Sempre e bom lembrar ainda as Palavras de I João 1:9 “Se confessarmos os nossos pecados, ele é fiel e justo para nos perdoar os pecados, e nos purificar de toda injustiça.”


           
Mas precisamos às vezes fazer outras petições, claro que sim, afinal Jesus nos ensinou que deveríamos pedir o que quisermos, mas a condição Ele deixou clara em João 15:7 Se vós estiverdes em mim, e as minhas palavras estiverem em vós,
pedireis tudo o que quiserdes, e vos será feito.” A condição de estarmos nEle e Sua Palavras em nós dará a certa resposta, entretanto quando isso ocorre, muitas coisas não convém pedir, uma vez que não haverá tal conveniência encontrada na vivência com a Sua Palavra.

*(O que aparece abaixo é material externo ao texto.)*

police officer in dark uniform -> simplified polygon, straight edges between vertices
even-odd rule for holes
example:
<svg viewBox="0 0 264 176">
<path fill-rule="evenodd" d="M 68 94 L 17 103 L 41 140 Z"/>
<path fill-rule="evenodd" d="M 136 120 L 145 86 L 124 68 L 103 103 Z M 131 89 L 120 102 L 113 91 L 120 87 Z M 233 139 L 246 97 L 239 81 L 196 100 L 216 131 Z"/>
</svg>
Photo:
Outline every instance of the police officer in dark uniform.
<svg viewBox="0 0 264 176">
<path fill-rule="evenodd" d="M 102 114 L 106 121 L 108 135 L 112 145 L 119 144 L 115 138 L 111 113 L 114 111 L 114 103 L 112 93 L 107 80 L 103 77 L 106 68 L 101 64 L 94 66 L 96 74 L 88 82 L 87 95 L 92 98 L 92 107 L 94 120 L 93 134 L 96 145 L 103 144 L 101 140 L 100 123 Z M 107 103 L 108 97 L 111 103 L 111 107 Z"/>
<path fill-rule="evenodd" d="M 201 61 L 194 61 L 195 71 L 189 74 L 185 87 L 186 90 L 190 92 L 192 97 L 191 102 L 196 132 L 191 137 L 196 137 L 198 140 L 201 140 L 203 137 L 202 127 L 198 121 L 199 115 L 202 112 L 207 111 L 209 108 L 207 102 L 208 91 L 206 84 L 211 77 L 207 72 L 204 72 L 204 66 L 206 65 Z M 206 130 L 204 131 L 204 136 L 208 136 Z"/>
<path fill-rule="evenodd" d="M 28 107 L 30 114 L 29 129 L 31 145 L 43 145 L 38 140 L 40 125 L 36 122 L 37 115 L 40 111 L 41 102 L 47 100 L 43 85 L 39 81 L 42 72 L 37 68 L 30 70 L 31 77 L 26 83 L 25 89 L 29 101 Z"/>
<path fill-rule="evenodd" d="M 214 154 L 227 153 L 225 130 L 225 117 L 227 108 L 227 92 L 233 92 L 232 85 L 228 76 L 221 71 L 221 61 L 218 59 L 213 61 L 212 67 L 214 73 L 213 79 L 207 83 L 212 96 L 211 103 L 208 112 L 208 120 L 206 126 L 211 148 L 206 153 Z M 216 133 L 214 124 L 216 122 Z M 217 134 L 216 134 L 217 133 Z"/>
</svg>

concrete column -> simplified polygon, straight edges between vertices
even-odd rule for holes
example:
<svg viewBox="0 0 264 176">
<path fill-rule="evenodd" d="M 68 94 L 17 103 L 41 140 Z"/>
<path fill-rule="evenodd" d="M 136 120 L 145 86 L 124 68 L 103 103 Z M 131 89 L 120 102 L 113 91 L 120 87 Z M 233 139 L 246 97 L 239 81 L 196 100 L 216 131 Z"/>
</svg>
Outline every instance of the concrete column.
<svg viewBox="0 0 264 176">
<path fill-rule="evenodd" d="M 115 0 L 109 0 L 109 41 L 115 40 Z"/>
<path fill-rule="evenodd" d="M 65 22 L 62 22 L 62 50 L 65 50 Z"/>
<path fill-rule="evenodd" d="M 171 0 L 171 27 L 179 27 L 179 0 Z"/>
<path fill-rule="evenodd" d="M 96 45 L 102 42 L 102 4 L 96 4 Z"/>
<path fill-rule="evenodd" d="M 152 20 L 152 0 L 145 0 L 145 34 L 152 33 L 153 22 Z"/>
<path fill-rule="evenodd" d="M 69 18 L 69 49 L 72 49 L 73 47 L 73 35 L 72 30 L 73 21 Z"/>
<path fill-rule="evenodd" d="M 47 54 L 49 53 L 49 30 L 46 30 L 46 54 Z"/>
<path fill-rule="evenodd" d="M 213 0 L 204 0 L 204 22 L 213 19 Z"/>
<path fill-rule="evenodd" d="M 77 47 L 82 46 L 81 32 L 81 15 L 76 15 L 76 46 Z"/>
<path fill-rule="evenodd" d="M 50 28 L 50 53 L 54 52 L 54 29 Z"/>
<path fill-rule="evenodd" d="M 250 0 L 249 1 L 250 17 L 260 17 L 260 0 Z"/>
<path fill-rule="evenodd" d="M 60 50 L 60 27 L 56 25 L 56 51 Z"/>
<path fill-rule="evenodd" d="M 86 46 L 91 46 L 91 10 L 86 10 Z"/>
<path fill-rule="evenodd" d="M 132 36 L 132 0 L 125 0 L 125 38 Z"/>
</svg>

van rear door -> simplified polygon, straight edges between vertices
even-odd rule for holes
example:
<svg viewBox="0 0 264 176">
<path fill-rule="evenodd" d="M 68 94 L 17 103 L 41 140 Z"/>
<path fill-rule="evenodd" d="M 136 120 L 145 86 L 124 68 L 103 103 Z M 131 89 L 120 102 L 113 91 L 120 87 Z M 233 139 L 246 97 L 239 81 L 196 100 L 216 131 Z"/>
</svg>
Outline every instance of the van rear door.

AS CAUSAS DO FRACASSO DE UMA oração

             Enumerar as causas do fracasso de uma oração não é tão simples, contudo as Escrituras nos garantem algumas diretrizes para entender quando estamos orando sem que os resultados venham.

-
Desobediência –                                  Deuteronômio 42-45

-
Pecado Ocultos-                                   Salmos 66:18; Isaias 1:15-16; Miquéias 3:4

- Indiferença -                                           Provérbios 1:28-30

- Falta de -                                           Tiago 1:6-7

-
Para gastar em deleites -                    Tiago 4:3

 
           É importante entender que a oração é eficaz e poderosa, a arma do cristão que arrasa o inimigo e suas ciladas, contudo precisamos fazê-lo corretamente, saber orar é seguir os exemplos que nos foram deixados pelas Escrituras.


CONCLUSÃO

             Precisamos aprender a orar novamente, isto é, reaprender a orar, os anos passaram e o mundo com suas tentações, com suas oferendas veio a invadir muito o Corpo de Cristo, alterando procedimentos antigos, mantidos pelos fiéis cristãos ao longo dos séculos e hoje adequado mais à nova vida popular. Deus sempre foi o mesmo e será eternamente, portanto modismos de doutrinas, mudanças em métodos de prestação de culto ao Senhor, e como no caso em questão, alterações na maneira de falar com Deus, ajustando-se às “manias lingüísticas” do nosso tempo, não são bem vindas nos céus.

 
           Vigiemos nossa boca e nossas intenções no falar, irmãos.




Luis Henrique L’ Astorina
Junho de 2003.



Todas as citações bíblicas são da ACF (Almeida Corrigida Fiel, da SBTB). As ACF e ARC (ARC idealmente até 1894, no máximo até a edição IBB-1948, não a SBB-1995) são as únicas Bíblias impressas que o crente deve usar, pois são boas herdeiras da Bíblia da Reforma (Almeida 1681/1753), fielmente traduzida somente da Palavra de Deus infalivelmente preservada (e finalmente impressa, na Reforma, como o Textus Receptus).